Mme Y a interjeté, le 4 juillet 2019, appel de cette décision.
L’ordonnance de clôture a été rendue le 29 juin 2020 et l’affaire a été fixée à l’audience des débats du 10 septembre 2020.
Prétentions et moyens des parties:
Pour l’exposé des prétentions et des moyens des parties, il est renvoyé aux conclusions transmises au greffe par voie électronique le le 21 février 2020 par Mme Y, le 23 décembre 2019 par la Caisse régionle de crédit Agricole et le 4 décembre 2019 par la Scp F G et H J
Mme Y demande à la cour de:
— Réformer le jugement du tribunal de grande instance d’Amiens en date du 24 mai 2019 sauf en ce
qu’il a retenu comme date de départ du délai de la prescription quinquennale, la date de publication du jugement de liquidation judiciaire de la Sccv Jardins des Peintres au BODACC, à savoir le 2 janvier 2013,
Statuant à nouveau,
— Dire et juger que l’action en responsabilité de la concluantse est recevable tant à l’égard de la Scp G et J venant aux droits de la Scp A et G qu’à l’égard de la Crcam Brie Picardie
— Dire et juger que la Scp G et J venant aux droits de la Scp A et G a engagé sa responsabilité en n’assurant pas l’efficacité de l’acte de vente du 14 mai 2009 et a ainsi commis une faute,
— Dire et juger que cette faute a privé Mme Y de disposer d’une garantie d’achèvement efficiente
— Dire et juger que la garantie d’achèvement délivrée par la Caisse Régionale du Crédit Agricole Mutuelle Brie Picardie n’a pas pris fin avec la déclaration attestant l’achèvement et la conformité des travaux déposée en mairie d’Amiens le 29 juin 2010,
— Constater que l’immeuble Mme Y n’est pas achevé,
— Condamner in solidum la Société civile professionnelle G et J venant aux droits de la Scp A et G, et la Caisse Régionale du Crédit Agricole Mutuelle Brie Picardie à verser à Mme Y les sommes suivantes à titre de dommages et intérêts en réparation de ses préjudices :
— préjudice perte de loyers: 33 600 euros
— préjudice matériel tenant aux travaux à finaliser: 19 000 euros
— préjudice fiscal tenant a la perte d’avantages fiscaux en application dispositif Scellier: 29 500 euros
— remboursement intérêts intercalaires: 47 166,33 euros
— frais de copropriété indument payé : 4893,40 euros
— préjudice moral: 20000 euros
— Condamner in solidum Scp G et J venant aux droits de la Scp A et G et la Caisse Régionale du Crédit Agricole Mutuelle Brie Picardie, à régler àMme Y la somme de 6.000 € en application de l’articIe 700 du code de procédure civile.

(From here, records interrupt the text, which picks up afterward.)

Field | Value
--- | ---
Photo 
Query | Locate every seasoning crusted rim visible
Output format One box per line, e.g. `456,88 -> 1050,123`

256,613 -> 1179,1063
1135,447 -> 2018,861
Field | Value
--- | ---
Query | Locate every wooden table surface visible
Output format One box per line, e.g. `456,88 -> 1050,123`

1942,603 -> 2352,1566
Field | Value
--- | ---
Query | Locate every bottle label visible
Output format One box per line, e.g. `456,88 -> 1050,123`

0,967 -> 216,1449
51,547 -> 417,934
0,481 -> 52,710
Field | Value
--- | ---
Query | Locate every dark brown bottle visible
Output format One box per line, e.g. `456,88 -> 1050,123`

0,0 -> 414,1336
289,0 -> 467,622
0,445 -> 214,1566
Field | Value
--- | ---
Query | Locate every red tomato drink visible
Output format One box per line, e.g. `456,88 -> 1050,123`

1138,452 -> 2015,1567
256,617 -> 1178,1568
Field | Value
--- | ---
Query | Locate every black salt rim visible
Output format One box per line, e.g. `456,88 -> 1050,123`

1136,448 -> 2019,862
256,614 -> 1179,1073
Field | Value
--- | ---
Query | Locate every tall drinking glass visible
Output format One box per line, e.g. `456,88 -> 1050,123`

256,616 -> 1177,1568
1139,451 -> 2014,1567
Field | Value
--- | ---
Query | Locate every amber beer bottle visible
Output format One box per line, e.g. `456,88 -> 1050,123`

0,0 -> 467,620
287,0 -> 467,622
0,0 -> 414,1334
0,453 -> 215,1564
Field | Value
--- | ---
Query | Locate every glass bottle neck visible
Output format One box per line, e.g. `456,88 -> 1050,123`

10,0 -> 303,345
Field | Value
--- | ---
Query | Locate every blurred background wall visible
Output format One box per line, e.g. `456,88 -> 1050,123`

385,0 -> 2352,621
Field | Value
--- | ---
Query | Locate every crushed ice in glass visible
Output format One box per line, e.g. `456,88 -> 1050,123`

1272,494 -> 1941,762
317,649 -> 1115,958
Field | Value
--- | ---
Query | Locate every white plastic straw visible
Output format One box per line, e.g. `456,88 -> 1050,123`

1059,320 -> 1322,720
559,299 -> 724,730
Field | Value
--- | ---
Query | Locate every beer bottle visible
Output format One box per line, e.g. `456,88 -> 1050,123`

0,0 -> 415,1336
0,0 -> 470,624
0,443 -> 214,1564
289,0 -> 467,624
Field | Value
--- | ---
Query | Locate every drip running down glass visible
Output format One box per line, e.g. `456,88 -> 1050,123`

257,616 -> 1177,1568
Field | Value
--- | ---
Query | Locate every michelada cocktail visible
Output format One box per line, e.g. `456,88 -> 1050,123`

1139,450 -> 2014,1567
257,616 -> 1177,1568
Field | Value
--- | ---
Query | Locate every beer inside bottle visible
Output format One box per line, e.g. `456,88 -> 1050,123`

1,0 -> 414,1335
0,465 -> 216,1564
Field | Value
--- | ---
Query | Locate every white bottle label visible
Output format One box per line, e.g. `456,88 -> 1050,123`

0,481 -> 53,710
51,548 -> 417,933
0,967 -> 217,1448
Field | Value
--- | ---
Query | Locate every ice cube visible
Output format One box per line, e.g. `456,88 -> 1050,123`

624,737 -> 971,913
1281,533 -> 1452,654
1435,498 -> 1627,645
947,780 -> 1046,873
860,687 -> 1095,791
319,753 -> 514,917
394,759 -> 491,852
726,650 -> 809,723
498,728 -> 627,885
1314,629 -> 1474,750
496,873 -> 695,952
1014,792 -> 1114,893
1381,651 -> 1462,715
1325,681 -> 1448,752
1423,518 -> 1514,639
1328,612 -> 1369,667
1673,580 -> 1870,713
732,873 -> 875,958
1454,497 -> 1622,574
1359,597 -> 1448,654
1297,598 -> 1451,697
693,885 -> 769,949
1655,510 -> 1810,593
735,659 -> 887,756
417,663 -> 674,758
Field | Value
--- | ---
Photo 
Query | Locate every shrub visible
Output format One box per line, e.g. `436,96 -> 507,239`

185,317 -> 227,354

La Scp G et J demande à la cour de:
— Infirmer le jugement Tribunal de Grande Instance d’Amiens du 24 mai 2019 en ce qu’il a déclarée l’action initiée à l’encontre de la SCP notariale non prescrite,
— Dire et juger prescrite l’action en responsabilité civile intentée par Mme Y à l’encontre de la SCP notariale.
Vu les dispositions de l’article 1240 du Code Civil,
Subsidiairement :
— Confirmer le jugement entrepris en ce qu’il a prononcé la mise hors de cause pur et simple de la SCP notariale ;
— Dire et juger Mme Y tant irrecevable que mal fondée en toutes ses demandes, fins et conclusions à l’encontre de la SCP notariale.
— L’en débouter.
— Lacondamner au paiement d’une somme de 4000 euros au titre des dispositions de l’article 700 du code de procédure civile,
— Et condamner la demanderesse tous les dépens de 1re instance et d’appel dont distractions sera faite au profit de Maître Z, conformément aux dispositions de l’article 699 du code de procédure civile .
La Caisse Régionale du Crédit Agricole Mutuelle Brie Picardie demande à la cour:
A titre principal,
— Confirmer le jugement rendu par le tribunal de grande instance d’Amiens du 24 mai 2019 en ce qu’il a dit et jugé que Mme Y était irrecevable en ses demandes à l’égard de la Caisse Régionale du Crédit Agricole Mutuelle Brie Picardie pour cause de prescription.
A titre subsidiaire, si par impossible la Cour devait considérer leur action comme
étant non prescrite à l’égard de la Caisse Régionale du Crédit Agricole Mutuelle Brie Picardie :
— Dire et juger Mme Y mal fondée en ses demandes.
— En conséquence, la débouter de l’ensemble de ses demandes moyens fins et conclusions.
En tout état de cause et y ajoutant:
— Condamner Mme Y à payer à la Caisse Régionale du Crédit Agricole Mutuelle Brie Picardie la somme de 3000 euros de l’article 700 du code de procédure civile.
— Condamner tout succombant à l’instance aux entiers dépens.
SUR CE:
A titre liminaire, la cour rappelle qu’en application des dispositions de l’article 954 du code de procédure civile, elle ne statue que sur les prétentions énoncées au dispositif et que les « dire et juger » et les « constater » ne sont pas des prétentions en ce que ces demandes ne confèrent pas de droit à la partie qui les requiert hormis les cas prévus par la loi; en conséquence la cour ne statuera pas sur celles-ci.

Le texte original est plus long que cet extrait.